Disclaimer: Dieser Thread wurde aus dem alten Forum importiert. Daher werden eventuell nicht alle Formatierungen richtig angezeigt. Der ursprüngliche Thread beginnt im zweiten Post dieses Threads.

**Follow-up for Monday 4:15pm Tutorial**

Dear all,

yesterday, I had problems to understand the last ALC example on slide 481. In particular, I got the parentheses wrong.

So, here is an explanation, starting with a simpler example:

students ⊓ ∀audits_course.graduatelevelcourse

This expression describes students for which the following property is true: every course they audit is a graduate-level course.

In other words: students who only audit graduate-level courses

Now to the actual expression:

students ⊓ ∀audits_course.((∃hastutorial.T) ⊑ ∀has_TA.woman)

This describes students who only audit courses in category X, where X is (∃hastutorial.T) ⊑ ∀has_TA.woman.

A ⊑ B is defined as complement(A) ⊔ B. For more details see this thread: https://fsi.cs.fau.de/forum/thread/18212-Tableau-Contains-relation-in-NNF

T corresponds to the full set, so ∃hastutorial.T matches anything that has a tutorial. Therefore, c : (∃hastutorial.T) ⊑ ∀has_TA.woman means that c either doesn’t have a tutorial or all its TAs are women.

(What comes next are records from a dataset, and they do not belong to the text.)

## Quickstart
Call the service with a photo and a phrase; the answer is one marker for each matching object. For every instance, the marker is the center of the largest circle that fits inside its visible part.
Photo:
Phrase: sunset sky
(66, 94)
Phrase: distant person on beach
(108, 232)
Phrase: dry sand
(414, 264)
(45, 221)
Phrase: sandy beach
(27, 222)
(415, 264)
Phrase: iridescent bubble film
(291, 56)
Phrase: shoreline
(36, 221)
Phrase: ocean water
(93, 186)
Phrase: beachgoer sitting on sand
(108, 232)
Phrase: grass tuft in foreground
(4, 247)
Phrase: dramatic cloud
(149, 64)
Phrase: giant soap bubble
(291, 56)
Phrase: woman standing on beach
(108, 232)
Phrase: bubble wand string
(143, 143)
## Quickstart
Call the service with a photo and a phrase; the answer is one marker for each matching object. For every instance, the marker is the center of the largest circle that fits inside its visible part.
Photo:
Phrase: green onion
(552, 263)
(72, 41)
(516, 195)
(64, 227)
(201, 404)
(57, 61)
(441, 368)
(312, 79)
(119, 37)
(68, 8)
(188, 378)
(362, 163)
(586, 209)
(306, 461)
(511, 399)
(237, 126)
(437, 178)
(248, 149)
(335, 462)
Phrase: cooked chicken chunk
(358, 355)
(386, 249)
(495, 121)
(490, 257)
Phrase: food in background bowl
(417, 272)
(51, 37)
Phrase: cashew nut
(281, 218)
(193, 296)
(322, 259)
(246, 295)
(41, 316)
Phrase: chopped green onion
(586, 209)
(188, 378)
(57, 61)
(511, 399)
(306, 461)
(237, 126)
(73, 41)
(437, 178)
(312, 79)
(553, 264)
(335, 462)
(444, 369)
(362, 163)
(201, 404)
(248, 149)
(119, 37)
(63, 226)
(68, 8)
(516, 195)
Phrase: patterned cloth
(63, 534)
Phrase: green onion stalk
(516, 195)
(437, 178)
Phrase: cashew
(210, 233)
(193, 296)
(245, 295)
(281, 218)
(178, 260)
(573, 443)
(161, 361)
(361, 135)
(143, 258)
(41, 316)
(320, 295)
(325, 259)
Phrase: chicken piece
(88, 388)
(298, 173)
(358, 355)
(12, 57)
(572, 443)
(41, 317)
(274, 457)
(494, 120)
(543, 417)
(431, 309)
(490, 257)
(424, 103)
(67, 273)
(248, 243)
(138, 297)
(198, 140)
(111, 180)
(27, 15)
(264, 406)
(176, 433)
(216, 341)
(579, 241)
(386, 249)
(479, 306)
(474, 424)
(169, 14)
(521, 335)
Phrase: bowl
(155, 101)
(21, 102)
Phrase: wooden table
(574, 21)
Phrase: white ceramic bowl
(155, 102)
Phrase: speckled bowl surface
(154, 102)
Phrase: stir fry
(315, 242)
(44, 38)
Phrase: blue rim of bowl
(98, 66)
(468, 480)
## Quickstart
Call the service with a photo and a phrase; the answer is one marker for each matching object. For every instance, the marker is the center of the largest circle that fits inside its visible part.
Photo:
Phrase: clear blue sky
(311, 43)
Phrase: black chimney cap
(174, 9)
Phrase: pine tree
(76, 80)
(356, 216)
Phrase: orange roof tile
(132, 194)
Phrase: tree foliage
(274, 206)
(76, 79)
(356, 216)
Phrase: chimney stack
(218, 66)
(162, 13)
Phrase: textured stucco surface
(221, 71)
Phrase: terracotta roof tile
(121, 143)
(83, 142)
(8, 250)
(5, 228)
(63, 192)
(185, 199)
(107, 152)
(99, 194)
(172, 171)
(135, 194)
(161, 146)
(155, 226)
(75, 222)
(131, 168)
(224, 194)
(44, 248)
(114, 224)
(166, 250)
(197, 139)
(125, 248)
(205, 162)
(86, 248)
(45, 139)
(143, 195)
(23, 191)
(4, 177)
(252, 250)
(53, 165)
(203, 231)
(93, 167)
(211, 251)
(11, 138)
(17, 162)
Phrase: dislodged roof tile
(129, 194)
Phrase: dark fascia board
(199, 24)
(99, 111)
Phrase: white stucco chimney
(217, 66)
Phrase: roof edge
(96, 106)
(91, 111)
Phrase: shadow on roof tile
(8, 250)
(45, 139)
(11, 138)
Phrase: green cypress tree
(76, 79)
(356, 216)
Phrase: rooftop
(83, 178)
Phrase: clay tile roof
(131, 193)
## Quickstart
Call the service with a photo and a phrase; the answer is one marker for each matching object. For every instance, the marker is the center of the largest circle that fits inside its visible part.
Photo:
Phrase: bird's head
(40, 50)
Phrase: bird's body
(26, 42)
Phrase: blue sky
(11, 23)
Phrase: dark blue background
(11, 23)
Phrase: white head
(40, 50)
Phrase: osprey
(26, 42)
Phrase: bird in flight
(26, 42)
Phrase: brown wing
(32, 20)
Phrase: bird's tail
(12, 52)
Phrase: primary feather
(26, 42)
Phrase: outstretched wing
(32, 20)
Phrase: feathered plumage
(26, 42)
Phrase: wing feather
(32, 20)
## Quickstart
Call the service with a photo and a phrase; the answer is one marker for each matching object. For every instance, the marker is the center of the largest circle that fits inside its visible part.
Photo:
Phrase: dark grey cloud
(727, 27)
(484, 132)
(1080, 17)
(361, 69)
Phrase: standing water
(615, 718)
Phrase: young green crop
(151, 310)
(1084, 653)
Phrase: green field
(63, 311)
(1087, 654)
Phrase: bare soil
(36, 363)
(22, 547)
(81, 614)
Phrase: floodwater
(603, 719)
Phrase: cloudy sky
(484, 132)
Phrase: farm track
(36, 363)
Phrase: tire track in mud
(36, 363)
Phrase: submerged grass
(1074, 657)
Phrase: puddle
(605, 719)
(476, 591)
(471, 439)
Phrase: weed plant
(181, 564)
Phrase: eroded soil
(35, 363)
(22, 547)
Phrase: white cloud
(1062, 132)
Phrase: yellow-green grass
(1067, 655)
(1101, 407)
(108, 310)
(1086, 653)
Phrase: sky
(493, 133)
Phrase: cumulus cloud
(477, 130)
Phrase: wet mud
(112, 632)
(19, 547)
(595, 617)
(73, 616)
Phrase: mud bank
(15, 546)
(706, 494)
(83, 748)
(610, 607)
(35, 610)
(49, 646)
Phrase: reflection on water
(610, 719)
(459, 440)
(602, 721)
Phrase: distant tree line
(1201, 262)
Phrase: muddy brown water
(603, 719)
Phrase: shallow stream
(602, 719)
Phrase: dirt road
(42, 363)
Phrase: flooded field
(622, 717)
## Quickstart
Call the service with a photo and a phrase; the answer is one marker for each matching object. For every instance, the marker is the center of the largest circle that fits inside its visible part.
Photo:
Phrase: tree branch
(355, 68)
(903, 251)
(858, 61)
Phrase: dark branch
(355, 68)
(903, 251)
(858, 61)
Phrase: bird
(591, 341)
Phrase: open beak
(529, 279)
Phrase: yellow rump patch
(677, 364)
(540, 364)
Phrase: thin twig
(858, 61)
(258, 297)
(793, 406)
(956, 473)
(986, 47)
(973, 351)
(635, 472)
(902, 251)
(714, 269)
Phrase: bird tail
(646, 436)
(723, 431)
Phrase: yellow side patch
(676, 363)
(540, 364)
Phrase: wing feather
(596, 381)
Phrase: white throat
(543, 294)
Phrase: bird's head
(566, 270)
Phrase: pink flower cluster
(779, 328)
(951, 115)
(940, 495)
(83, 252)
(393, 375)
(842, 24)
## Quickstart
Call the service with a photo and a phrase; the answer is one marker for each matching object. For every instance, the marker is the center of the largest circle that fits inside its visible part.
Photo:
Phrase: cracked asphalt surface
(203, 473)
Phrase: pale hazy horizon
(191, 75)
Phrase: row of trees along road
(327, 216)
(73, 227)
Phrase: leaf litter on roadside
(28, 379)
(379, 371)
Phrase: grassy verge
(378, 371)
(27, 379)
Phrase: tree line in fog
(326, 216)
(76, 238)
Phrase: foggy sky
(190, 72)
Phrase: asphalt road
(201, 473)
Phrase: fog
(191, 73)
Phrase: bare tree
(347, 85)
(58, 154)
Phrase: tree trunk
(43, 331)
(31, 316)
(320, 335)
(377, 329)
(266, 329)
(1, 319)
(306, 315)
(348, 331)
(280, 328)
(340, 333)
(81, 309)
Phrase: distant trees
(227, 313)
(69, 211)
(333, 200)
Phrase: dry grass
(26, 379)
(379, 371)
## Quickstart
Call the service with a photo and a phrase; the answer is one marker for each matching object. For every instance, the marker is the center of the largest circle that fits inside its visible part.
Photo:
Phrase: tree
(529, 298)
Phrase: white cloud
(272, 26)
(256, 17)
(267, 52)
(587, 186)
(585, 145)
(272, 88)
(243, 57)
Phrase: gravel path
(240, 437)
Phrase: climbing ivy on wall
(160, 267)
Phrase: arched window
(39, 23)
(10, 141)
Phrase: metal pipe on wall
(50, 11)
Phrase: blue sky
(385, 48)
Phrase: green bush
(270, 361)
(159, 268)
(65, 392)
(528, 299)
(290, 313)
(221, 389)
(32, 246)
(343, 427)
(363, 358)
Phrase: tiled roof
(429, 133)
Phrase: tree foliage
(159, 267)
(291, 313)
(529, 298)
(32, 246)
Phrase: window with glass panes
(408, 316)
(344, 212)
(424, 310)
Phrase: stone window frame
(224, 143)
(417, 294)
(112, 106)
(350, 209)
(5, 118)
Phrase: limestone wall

So the entire concept stands for ‘students that only audit courses that either have no tutorial or tutorials that are TAed by women’.

There was one other discussion we had: ternary (or more generally n-ary) constraints in a constraint network can be translated into binary constraints. This is briefly mentioned on slide 231.

Since I don’t understand that explanation, here is a different one:

Let’s say we have three Variables: X1, X2, X3 and we have a ternary constraint C on them.

So C ⊆ X1 x X2 x X3.

We can create an equivalent binary constraint network by removing C and instead introducing a new variable Y, which has the elements of C in the domain.

Now we add binary constraints C1 ⊆ X1 x Y, C2 ⊆ X2 x Y, C3 ⊆ X3 x Y, which require that the value C1 equals the first element of the value of Y etc.

A more detailed explanation can be found here: https://ktiml.mff.cuni.cz/~bartak/constraints/binary.html

Frederik

Thanks for the follow up!

I have one very minor question remaining:

Could be nitpicking, but wouldn’t this be „more“ correct, since in the expression ((∃hastutorial.T) ⊑ ∀has_TA.woman) we’re talking about courses, and not tutorials?

Yes, I think you’re completely right there.

Thanks for pointing it out!